Similar to java in scala also we are creating the rdd of string from the input data as a first step . Then we define a schema string which we are using to create the Array[StructField] using the StructField constructed in the scala map method. The map method in scala returns a Array of Objects and in this case as we are creating StructField objects we get an array of StructField. We then pass this array into the StringType constructor to get the StructType object. Then we convert the rdd of string into the rdd of row using the map method of spark . And finally we pass the rdd of row and the StringType objects into the session.createDataFrame method to get the dataframe.

 


import org.apache.spark.sql.types.DataTypes
import org.apache.spark.sql.types.StructField
import org.apache.spark.sql.types.StructType
import org.apache.spark.sql.Row

object DatasetsSchemaExample extends App {

import org.apache.spark.sql.SparkSession
import org.apache.spark.sql.functions.col

val session = SparkSession.builder().appName("Test").master("local").getOrCreate()

import session.implicits._

var rdd = session.sparkContext.textFile("C:\\codebase\\scala-project\\inputdata\\movies_data_2")

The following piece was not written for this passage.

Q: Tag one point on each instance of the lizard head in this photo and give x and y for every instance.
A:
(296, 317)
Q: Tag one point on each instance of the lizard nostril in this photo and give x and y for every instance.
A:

val schema = "name:string,rating:double,timestamp:String";

val fields = schema.split(",").map { x =>

if (x.split(":")(1) == "double") {
new StructField(x.split(":")(0), DataTypes.DoubleType, nullable = true)
}

new StructField(x.split(":")(0), DataTypes.StringType, nullable = true)

}

val schemaType = StructType(fields);

val rowRdd = rdd.map { x =>

val data = x.split(",")

Row(data(0), data(1), data(2))

}

val df = session.createDataFrame(rowRdd, schemaType)

df.createOrReplaceTempView("test")

session.sql("select * from test").show()

}